Luckily, just as many — including UCLA and the Westwood Village Improvement Association — became determined to bring the buzz and the magnetism back. First Thursdays was launched in March 2022 to help revitalize the village and create a new bridge between the campus and local communities. The project aimed to attract fun-seekers back to Westwood, send foot traffic toward the area’s businesses and manifest the lively college town atmosphere Bruins have always loved. It didn’t take long for the monthly festive affair to become one of the university’s signature events.
That fondness for the Westwood Village experience felt during her own college days led Mary Osako ’96 to create First Thursdays. “This is really UCLA’s love letter to Westwood Village and L.A.,” says Osako, vice chancellor for Strategic Communications at UCLA, which developed and organizes the events. “With lines of students snaking down the block waiting to get in, you can feel the vibrancy and excitement. It takes a tremendous amount of effort, community partnership and buy-in to bring back an entire village. We’re energized by the success of the series so far.”
Watch a highlights reel from First Thursdays:
On the first Thursday of every month throughout the academic year, the streets are alive and thrumming with energy as UCLA takes over a section of Broxton Avenue south of Weyburn Avenue. The area is blocked off to cars so the village can welcome throngs of students, faculty, staff and residents to imbibe its vitality. The events are family-friendly and free to attend. The series, which has attracted more than 50,000 people over its two-year run, has breathed new life into the college town’s businesses. That vibrancy has been augmented by other new developments nearby, including businesses like Ranch 99 and Sender One and the UCLA Nimoy Theater.
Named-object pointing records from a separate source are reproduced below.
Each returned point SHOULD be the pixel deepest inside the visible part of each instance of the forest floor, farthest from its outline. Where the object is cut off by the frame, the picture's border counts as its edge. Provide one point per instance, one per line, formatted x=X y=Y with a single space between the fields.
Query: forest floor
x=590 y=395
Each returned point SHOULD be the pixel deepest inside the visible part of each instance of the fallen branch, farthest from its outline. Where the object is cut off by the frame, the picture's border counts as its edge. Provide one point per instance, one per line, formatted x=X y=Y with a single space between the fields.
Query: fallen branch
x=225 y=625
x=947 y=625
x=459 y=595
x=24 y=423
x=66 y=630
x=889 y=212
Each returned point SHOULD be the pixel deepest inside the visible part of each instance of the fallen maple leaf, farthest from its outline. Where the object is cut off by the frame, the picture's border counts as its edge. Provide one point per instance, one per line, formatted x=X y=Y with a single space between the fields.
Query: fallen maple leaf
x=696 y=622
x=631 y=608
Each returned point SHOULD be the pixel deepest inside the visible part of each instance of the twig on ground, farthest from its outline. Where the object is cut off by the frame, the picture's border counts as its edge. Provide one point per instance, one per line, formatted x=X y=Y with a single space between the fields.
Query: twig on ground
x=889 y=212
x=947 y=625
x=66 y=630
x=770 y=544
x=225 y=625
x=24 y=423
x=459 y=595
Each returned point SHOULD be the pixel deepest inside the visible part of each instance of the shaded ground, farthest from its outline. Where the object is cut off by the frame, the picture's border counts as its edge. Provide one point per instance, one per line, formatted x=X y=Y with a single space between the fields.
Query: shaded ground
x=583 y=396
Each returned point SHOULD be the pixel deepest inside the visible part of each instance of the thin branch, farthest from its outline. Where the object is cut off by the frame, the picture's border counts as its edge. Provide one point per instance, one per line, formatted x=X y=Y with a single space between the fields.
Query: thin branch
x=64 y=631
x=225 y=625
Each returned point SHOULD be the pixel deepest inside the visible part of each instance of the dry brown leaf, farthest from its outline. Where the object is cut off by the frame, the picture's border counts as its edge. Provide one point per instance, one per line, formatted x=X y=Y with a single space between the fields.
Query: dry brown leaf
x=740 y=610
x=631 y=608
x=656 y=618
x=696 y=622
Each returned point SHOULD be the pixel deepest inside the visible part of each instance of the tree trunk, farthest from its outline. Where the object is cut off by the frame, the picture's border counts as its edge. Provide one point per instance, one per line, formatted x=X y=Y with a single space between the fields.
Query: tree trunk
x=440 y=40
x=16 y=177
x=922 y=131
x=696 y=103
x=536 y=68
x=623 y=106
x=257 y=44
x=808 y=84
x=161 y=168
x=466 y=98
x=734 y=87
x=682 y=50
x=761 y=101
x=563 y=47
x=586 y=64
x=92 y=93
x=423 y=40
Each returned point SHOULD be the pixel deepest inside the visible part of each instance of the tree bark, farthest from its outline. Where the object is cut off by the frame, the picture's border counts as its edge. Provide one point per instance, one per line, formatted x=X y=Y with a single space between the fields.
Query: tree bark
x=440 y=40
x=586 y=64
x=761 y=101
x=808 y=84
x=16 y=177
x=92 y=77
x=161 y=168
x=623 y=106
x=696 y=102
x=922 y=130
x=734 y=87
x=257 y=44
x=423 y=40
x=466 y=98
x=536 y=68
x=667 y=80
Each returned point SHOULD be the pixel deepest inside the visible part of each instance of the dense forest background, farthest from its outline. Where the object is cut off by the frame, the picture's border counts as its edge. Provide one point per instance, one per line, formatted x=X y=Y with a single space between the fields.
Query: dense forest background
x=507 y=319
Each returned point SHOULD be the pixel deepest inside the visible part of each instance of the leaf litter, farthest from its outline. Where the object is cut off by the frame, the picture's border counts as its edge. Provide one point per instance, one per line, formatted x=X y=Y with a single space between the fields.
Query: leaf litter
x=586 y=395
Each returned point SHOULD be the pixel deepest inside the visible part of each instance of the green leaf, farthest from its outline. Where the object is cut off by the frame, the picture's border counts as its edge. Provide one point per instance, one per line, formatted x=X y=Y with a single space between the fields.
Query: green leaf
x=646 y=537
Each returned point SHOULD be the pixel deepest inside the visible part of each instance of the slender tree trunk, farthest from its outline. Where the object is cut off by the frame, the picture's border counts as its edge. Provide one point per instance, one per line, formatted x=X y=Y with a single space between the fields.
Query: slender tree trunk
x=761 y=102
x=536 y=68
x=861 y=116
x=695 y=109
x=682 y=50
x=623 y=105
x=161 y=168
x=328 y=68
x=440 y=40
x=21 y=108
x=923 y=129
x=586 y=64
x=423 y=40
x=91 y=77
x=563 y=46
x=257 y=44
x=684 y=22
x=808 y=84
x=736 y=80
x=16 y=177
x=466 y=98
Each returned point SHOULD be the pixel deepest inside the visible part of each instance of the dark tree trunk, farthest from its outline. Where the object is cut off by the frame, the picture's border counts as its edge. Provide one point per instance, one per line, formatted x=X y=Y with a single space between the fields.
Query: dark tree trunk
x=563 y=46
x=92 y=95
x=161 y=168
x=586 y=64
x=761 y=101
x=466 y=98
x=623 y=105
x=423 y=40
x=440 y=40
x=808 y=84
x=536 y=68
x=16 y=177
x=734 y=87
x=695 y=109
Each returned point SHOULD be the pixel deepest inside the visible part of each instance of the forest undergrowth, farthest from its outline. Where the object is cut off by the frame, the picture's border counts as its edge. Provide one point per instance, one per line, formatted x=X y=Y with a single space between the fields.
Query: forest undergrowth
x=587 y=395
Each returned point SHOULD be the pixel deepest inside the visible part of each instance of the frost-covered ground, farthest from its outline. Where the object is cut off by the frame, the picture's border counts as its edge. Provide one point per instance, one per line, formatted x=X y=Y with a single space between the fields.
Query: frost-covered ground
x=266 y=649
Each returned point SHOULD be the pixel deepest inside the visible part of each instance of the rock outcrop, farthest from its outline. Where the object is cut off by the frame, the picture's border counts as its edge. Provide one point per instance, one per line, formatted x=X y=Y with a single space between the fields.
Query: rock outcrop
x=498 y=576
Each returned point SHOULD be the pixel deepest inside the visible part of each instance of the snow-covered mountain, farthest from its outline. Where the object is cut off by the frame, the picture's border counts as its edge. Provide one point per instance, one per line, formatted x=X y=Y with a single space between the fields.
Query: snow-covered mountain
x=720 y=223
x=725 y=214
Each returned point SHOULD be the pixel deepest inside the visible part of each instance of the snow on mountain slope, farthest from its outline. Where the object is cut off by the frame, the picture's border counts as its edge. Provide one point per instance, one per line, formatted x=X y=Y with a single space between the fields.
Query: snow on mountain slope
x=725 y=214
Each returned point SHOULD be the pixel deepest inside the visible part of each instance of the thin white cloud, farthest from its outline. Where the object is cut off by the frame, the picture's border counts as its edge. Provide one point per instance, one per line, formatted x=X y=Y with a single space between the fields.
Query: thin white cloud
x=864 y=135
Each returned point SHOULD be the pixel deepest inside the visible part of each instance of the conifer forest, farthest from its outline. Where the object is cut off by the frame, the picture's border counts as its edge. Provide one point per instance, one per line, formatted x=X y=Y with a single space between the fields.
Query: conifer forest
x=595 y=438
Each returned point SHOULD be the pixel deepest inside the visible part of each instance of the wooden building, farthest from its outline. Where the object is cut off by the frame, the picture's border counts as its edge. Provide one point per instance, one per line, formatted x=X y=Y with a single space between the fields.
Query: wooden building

Each First Thursday begins with a UCLA pop-up from 12–4 p.m. at the Westwood Village Farmers’ Market; past pop-ups have offered mindfulness awareness workshops, blood drives, CPR courses, composting demos and financial literacy coaching. The day’s festivities culminate in a lively block party from 7–10 p.m.
Each event has a theme inspired by the season: On past First Thursdays, an autumn “Night Market” served up samples of L.A.’s unparalleled cultural cuisines; a Halloween-inspired “Spooktacular” came complete with face painting and pumpkin decorating; and March’s “Game On” featured a livestream of a UCLA men’s basketball game, plus trampoline fun, bungee and rock-climbing experiences and wheelchair basketball. First Thursdays have also provided a venue for highlighting some of the university’s and local community’s best artistic and service-focused enterprises, including UCLA Adaptive Recreation, the UCLA Rothman Family Institute for Food Studies, the UCLA School of the Arts and Architecture, and the Westside Food Bank.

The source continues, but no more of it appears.